Saturday, April 23, 2011

Neither Here Nor There


It's late in the day, Holy Saturday. Many churches are well into their Easter Vigil services; but I've been pondering the emptiness of Holy Saturday all day today. It's in between-ness. To be neither here nor there is to be in a place. The tomb is the place. And, it's a time. Saturday is the day.
The place and the day are well known to most of us. You've been there. Anyone who has moved from death to life knows this place. It's darkness, it's coldness, it's numbness--deadness, you might say. That place where you find yourself when you have let go of the old and not yet embraced (or been embraced by) the new. You knew that to continue as you had was death. So, finally you ungrasped your tightly clutched fingers, and let go. And the deathliness that had been your way of life began to leave you. Yet, you had no idea, really, what new life would look like.
One time I remember in my own life was when I moved toward an intervention with my husband about his drinking. I moved because I knew that to continue as we had would be death. But I had no idea of how new life might look. I could not imagine him, really, without a drink in his hand. That was beyond me. And, thanks be to God, he did choose to go into treatment and emerged a new person in important ways. We're no longer married, but I've been privileged to see him now for many years without a drink in his hand--living a full and compassionate life. But there was a time there, when the old had been discarded but the new had not yet arrived. A time of uncertainty. Holy Saturday: neither here nor there.

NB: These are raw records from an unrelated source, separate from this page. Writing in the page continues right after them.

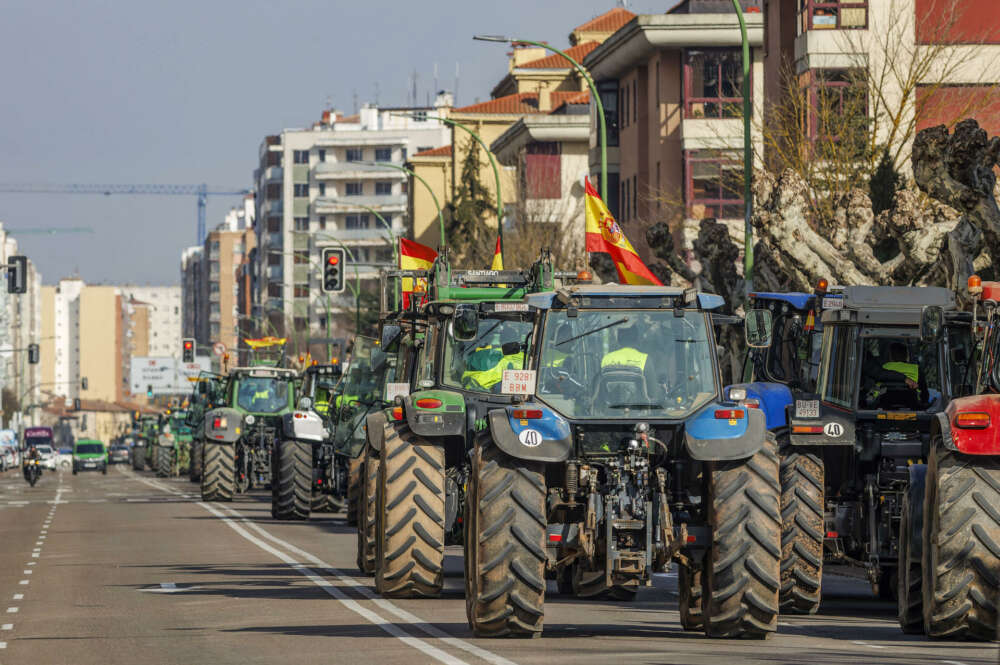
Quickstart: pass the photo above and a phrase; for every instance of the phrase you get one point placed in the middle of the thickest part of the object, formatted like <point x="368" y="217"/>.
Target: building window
<point x="356" y="222"/>
<point x="825" y="15"/>
<point x="713" y="184"/>
<point x="542" y="171"/>
<point x="713" y="83"/>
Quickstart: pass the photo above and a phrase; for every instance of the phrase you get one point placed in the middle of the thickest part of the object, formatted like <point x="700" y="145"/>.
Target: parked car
<point x="118" y="454"/>
<point x="90" y="455"/>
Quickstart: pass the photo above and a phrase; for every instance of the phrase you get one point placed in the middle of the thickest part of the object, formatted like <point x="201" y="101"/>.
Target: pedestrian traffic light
<point x="333" y="270"/>
<point x="187" y="350"/>
<point x="17" y="274"/>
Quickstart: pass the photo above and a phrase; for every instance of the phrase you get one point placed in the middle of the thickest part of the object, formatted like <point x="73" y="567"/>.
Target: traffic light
<point x="187" y="350"/>
<point x="333" y="270"/>
<point x="17" y="274"/>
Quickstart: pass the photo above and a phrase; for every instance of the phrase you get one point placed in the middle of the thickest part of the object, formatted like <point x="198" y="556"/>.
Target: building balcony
<point x="357" y="171"/>
<point x="388" y="203"/>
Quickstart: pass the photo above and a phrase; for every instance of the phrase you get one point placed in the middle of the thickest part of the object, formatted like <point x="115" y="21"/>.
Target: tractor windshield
<point x="259" y="394"/>
<point x="887" y="367"/>
<point x="626" y="363"/>
<point x="478" y="365"/>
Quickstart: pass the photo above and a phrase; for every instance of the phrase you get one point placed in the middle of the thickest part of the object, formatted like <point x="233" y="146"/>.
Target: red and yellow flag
<point x="604" y="235"/>
<point x="497" y="257"/>
<point x="414" y="256"/>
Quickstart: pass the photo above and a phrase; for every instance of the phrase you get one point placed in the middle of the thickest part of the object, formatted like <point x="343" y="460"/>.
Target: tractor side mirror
<point x="465" y="323"/>
<point x="931" y="324"/>
<point x="757" y="328"/>
<point x="390" y="334"/>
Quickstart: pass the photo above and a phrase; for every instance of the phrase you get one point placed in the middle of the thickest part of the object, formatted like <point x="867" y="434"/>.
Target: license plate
<point x="807" y="408"/>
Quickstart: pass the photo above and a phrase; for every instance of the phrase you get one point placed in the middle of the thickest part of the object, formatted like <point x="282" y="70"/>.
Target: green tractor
<point x="416" y="463"/>
<point x="173" y="445"/>
<point x="208" y="392"/>
<point x="240" y="432"/>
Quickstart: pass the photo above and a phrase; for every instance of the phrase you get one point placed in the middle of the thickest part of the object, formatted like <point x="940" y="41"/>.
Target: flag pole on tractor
<point x="414" y="256"/>
<point x="604" y="235"/>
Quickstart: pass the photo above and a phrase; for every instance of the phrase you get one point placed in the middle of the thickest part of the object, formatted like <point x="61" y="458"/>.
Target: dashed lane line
<point x="389" y="627"/>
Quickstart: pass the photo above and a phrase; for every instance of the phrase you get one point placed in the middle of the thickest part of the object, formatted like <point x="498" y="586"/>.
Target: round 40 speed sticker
<point x="531" y="438"/>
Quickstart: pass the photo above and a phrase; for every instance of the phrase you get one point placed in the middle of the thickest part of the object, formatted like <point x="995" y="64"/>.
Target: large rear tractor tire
<point x="411" y="494"/>
<point x="291" y="485"/>
<point x="909" y="598"/>
<point x="368" y="510"/>
<point x="218" y="481"/>
<point x="194" y="470"/>
<point x="961" y="556"/>
<point x="743" y="570"/>
<point x="802" y="509"/>
<point x="353" y="490"/>
<point x="164" y="456"/>
<point x="504" y="545"/>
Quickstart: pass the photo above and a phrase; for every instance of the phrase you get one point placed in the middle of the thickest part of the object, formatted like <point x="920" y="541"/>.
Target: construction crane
<point x="201" y="191"/>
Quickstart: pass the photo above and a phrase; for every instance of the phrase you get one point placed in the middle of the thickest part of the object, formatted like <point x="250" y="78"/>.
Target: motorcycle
<point x="33" y="471"/>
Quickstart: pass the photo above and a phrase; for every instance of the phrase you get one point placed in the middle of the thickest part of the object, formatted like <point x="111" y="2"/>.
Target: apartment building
<point x="671" y="85"/>
<point x="538" y="85"/>
<point x="327" y="185"/>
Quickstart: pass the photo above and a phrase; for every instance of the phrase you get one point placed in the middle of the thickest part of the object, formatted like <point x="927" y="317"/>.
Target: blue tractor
<point x="617" y="455"/>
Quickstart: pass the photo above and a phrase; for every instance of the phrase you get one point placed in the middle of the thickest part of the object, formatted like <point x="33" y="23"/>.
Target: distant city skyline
<point x="134" y="93"/>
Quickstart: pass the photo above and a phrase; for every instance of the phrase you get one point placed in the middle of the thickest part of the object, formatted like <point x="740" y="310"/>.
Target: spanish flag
<point x="497" y="257"/>
<point x="414" y="256"/>
<point x="604" y="235"/>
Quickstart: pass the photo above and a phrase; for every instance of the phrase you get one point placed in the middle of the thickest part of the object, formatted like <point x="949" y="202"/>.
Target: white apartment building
<point x="322" y="186"/>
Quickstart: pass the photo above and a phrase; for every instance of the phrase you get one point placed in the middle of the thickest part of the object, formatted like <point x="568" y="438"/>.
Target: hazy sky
<point x="180" y="92"/>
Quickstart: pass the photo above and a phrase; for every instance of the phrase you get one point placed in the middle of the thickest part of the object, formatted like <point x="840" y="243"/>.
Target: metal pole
<point x="747" y="156"/>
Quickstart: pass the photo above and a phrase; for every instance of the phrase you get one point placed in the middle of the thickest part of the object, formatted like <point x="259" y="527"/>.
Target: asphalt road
<point x="127" y="568"/>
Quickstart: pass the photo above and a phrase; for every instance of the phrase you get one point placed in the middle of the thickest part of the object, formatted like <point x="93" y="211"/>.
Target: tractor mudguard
<point x="968" y="440"/>
<point x="711" y="439"/>
<point x="915" y="495"/>
<point x="774" y="399"/>
<point x="545" y="439"/>
<point x="304" y="426"/>
<point x="223" y="425"/>
<point x="446" y="419"/>
<point x="375" y="429"/>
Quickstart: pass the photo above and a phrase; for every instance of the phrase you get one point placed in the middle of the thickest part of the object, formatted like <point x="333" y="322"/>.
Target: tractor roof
<point x="889" y="305"/>
<point x="626" y="295"/>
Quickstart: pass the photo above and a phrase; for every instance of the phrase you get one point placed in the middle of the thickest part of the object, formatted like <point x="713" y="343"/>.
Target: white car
<point x="47" y="455"/>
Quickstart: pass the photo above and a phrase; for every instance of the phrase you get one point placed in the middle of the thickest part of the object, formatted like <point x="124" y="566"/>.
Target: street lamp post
<point x="407" y="171"/>
<point x="601" y="126"/>
<point x="747" y="156"/>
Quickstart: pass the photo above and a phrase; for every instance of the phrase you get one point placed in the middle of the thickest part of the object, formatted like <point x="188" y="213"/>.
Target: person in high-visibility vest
<point x="487" y="363"/>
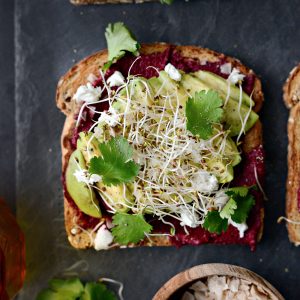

And then there was the time when I let go of being a priest in the church. I'd been in ministry for a longish kind of time, and my identity was enmeshed in being a priest. But I found myself in a place and a time when I couldn't live with integrity and function in the church as a priest. So I let go. It was painful. Many tears were shed. I talked with my spiritual director about the shifting sands of the exodus beneath my feet. I can still remember that feeling. I'd let go, but what was coming toward me? To what was I being called to open myself?  Holy Saturday was the place I lived in; the tomb and its darkness.
So, to me this day marks one of the holiest of times. A time essential. A time and place where God's grace is seemingly distant, perhaps--but a time and a place where the deepest transfigurations take place, take hold. Where lives are being made new. The tomb is a place calling on our capacity to trust--to trust the letting go, the dying to, and to trust the new life that comes--with no clear vision really of what that might be.
I think of the souls like Abram and Sarai setting out on their journey; Ruth, following Naomi, Mary saying yes to the angel, Paul setting out blind for Ananias--the list goes on and on. These are folks who knew this day. Holy Saturday.
They knew the in-between-ness of life. The neither here nor there-ness of it. It's an honorable place and time. You can entrust yourself to it. Without it there is no new life. It's the place we all dwell in and the time we breathe in.